In one episode when the crew and his ship are sent off to war, he immediately tries to hire another crew, going so far as to assign them similar character roles; he is clearly surprised to be interrupted by his old crew returning. Even his familial relationship to Fry does not dampen the glee with which he assigns dangerous delivery missions. When asked about the nature of his delivery "business", Farnsworth once clarified that he viewed his company more as "a source of cheap labor, like a family." He also frequently covets his employees' organs and blood; he keeps Amy Wong around because they share a blood type and in "Anthology of Interest II" retrieves a pair of plastic tongs and a box labelled "Leela's organs" when Leela is knocked unconscious. In "How Hermes Requisitioned His Groove Back," he tries to encourage a suicidal Hermes Conrad to kill himself in a way that would not damage his liver because "other people need it."

It is established in the episode "Mother's Day" that the Professor was once Mom's lover and employee. However, they could not maintain their relationship due to Mom's lust for power, prompting them to break up (this reportedly happened three times). When Mom takes control of all the world's robots to cause an uprising, her sons Walt, Larry, and Igner attempt to get the Professor to seduce Mom and retrieve the remote for the robots. They get back together briefly, but break up once more when Mom learns the Professor had been initially using her. It is revealed in Bender's Game that the Professor is the biological father of Mom's youngest son Igner — the one whom Mom despises the most.

Some of his more significant inventions include a hat that advanced a monkey to human-level intelligence, a race of mutant atomic supermen, a wide range of doomsday devices, and a pioneer in the development of the 'modern' robots used in the 31st century.

==Production==
Professor Farnsworth is voiced by Billy West, using a combination of impressions of Burgess Meredith and Frank Morgan. West has stated that the voice for Farnsworth is meant to be a bit shaky and that when developing the voice he came up with "a combination of all the wizard-type characters you heard when you were a kid, Burgess Meredith and Frank Morgan in The Wizard of Oz." There is a direct nod to this in the episode "Anthology of Interest II", in which the Professor portrays the Wizard of Oz.

Many references to the pulp science fiction magazine Weird Tales indicate the Professor may be named in honor of its editor Farnsworth Wright. Another possibility is that he was named after the American inventor and television pioneer Philo Farnsworth, or after the Colonial American figure David Farnsworth, who appeared in the Futurama episode "All The Presidents' Heads" as an ancestor of the Professor and Philip J. Fry. The Professor's first name Hubert may have been chosen in honor of University of California Philosophy professor Hubert Dreyfus, of whom writer and producer Eric Kaplan was a former student.

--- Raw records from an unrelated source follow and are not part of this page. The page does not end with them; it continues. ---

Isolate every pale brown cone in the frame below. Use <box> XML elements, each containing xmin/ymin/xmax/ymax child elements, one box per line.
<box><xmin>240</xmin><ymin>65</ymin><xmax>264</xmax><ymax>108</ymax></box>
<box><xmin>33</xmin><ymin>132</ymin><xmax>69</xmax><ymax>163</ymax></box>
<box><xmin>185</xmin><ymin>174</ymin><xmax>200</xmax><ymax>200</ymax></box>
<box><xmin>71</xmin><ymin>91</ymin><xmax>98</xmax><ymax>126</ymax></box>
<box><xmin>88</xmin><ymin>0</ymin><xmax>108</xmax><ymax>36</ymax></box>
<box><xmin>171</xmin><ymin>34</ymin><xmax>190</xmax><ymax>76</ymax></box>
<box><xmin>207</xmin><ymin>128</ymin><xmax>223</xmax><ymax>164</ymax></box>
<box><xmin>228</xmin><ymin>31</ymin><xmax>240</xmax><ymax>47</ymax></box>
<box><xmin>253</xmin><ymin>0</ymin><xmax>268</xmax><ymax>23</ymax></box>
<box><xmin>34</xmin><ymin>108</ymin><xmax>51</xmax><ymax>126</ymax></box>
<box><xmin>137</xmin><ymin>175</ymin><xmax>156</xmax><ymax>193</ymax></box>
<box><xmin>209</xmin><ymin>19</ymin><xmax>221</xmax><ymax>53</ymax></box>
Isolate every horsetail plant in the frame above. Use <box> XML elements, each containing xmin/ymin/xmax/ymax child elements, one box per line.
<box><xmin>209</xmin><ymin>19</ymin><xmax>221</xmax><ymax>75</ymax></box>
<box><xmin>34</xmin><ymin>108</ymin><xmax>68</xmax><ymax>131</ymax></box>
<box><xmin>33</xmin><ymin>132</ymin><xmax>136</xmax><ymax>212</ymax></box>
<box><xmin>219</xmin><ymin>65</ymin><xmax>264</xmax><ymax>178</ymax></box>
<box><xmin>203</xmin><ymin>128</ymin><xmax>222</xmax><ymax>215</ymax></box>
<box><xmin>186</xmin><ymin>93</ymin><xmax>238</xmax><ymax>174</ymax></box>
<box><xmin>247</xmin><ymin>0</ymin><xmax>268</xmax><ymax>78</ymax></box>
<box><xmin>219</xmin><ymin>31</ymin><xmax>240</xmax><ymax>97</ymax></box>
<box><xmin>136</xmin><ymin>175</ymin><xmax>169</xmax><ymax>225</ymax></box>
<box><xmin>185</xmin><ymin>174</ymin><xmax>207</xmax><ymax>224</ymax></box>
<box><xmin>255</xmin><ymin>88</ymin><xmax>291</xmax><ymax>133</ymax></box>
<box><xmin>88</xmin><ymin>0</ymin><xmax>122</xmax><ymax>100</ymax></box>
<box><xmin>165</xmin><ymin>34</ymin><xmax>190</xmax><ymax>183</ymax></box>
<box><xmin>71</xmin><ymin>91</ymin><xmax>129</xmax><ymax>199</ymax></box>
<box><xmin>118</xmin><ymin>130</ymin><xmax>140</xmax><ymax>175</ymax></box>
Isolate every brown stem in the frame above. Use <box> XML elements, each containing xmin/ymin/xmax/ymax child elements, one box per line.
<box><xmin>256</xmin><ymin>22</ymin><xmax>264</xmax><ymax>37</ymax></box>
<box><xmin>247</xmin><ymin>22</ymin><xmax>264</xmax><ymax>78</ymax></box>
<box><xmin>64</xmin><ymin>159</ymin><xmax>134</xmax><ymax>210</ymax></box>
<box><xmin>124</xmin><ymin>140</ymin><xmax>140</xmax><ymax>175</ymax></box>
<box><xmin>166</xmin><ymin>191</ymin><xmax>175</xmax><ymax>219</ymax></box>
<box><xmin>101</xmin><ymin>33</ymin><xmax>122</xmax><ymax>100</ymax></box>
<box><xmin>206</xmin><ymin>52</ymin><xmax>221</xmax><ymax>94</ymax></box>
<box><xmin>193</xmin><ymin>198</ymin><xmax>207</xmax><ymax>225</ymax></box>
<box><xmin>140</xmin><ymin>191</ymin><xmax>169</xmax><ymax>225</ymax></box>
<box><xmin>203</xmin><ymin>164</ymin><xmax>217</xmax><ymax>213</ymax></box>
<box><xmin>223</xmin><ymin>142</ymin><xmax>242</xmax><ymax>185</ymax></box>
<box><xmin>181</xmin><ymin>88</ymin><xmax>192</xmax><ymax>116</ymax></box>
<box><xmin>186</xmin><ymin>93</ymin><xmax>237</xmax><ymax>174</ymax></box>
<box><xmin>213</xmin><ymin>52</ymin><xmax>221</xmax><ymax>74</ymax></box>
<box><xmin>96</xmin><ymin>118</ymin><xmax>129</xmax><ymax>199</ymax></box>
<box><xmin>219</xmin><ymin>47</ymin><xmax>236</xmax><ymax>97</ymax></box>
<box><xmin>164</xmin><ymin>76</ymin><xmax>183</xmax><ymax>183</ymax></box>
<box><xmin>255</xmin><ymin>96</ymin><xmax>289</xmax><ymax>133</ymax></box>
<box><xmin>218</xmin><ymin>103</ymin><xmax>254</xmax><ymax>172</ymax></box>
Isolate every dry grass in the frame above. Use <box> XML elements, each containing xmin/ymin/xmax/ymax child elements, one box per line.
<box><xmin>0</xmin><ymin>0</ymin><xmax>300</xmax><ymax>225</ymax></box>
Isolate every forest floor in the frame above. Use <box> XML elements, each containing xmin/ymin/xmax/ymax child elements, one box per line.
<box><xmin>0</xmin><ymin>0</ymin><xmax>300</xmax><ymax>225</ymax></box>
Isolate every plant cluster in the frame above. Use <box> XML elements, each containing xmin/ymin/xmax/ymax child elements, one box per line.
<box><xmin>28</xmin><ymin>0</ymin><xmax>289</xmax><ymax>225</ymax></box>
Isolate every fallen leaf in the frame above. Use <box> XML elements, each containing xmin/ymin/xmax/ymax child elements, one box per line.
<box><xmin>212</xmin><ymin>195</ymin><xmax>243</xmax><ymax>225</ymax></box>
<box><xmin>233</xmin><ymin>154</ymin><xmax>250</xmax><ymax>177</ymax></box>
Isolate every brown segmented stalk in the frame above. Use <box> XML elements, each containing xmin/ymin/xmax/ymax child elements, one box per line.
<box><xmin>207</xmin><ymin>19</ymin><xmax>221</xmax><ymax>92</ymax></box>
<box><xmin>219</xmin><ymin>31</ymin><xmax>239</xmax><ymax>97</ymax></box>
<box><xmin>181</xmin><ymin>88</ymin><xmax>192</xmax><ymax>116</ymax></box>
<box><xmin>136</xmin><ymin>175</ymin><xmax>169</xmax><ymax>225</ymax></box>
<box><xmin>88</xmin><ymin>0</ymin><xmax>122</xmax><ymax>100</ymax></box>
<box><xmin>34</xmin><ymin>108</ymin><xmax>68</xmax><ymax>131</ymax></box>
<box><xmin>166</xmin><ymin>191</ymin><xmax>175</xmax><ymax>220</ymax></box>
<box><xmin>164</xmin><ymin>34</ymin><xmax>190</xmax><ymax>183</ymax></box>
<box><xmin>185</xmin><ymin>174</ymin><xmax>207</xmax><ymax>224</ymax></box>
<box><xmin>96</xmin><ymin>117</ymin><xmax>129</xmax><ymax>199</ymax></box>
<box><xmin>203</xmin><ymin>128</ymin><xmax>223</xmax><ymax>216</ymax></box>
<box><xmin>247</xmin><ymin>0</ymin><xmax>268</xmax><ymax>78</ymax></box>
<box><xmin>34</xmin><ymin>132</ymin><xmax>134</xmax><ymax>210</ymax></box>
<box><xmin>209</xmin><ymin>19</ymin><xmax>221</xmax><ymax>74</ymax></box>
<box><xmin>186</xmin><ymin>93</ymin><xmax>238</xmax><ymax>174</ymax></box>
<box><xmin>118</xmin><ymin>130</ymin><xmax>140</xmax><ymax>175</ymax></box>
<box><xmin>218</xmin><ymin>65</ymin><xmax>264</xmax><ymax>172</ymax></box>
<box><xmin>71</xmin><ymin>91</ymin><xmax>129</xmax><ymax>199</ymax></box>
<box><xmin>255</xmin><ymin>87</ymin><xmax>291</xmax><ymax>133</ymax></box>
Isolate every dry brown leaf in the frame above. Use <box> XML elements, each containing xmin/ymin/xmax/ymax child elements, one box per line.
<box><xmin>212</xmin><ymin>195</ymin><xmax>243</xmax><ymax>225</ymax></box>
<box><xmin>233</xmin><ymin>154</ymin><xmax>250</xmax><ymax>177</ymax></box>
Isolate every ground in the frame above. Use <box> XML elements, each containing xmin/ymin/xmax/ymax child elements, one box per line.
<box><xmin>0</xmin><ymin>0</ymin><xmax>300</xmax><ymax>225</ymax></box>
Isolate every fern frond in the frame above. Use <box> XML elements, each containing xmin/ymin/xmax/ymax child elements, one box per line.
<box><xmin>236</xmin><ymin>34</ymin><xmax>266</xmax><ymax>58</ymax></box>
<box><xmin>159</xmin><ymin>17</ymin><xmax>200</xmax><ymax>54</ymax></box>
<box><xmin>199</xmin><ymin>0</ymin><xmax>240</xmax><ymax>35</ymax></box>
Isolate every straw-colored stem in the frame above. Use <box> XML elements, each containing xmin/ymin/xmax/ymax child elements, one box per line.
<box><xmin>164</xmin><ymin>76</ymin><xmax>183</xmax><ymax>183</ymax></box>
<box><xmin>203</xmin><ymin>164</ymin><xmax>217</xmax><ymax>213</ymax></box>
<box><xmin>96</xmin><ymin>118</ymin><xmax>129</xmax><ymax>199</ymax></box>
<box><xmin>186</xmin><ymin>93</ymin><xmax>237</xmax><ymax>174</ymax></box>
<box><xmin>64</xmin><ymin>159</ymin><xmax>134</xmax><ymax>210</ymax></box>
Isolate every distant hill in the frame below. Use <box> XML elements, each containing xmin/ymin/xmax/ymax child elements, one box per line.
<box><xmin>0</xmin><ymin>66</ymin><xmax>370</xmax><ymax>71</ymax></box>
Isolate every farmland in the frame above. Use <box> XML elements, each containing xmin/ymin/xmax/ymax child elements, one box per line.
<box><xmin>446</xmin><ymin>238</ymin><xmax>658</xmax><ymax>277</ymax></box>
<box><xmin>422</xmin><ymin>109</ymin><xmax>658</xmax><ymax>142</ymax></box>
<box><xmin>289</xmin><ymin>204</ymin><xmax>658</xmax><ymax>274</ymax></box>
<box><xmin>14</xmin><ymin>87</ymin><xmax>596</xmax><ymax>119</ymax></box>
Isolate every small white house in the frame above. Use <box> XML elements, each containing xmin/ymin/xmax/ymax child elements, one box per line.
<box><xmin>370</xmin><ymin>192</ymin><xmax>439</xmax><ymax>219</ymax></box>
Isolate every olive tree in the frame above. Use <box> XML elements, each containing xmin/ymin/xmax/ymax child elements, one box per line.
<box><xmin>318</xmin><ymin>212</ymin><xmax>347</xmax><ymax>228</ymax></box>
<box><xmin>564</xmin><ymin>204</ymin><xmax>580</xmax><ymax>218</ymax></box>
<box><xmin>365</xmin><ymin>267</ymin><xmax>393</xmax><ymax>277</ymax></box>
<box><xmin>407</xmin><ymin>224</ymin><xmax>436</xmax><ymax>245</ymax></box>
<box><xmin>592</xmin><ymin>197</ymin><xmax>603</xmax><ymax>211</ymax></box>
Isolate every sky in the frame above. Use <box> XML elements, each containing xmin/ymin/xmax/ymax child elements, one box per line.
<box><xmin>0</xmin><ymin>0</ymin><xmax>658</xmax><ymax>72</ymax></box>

Farnsworth's design has been compared to a combination of Mr. Burns, Grampa Simpson, and Professor Frink from Matt Groening's other series, The Simpsons.

In the initial storyboards of "Space Pilot 3000", Fry presumes that the Professor is descended from a supposed sister and a supposed brother-in-law named Eddie Farnsworth. In the first season, Farnsworth excuses his unhelpfulness by saying that he was "already in his pajamas". This was an early attempt at a catchphrase that was abandoned after "The Series Has Landed".

In the "Action Delivery Force" segment of "Reincarnation", Professor Farnsworth is voiced by David Herman.

== Legacy ==
In 2020, a new species of snake from the Western Ghats of India, Ahaetulla farnsworthi, was named after the character. One of the researchers, Achyuthan Srikanthan, was a fan of the show and character, and the species was named after Farnsworth as a reference to the character's attempts to revive barking snakes from extinction.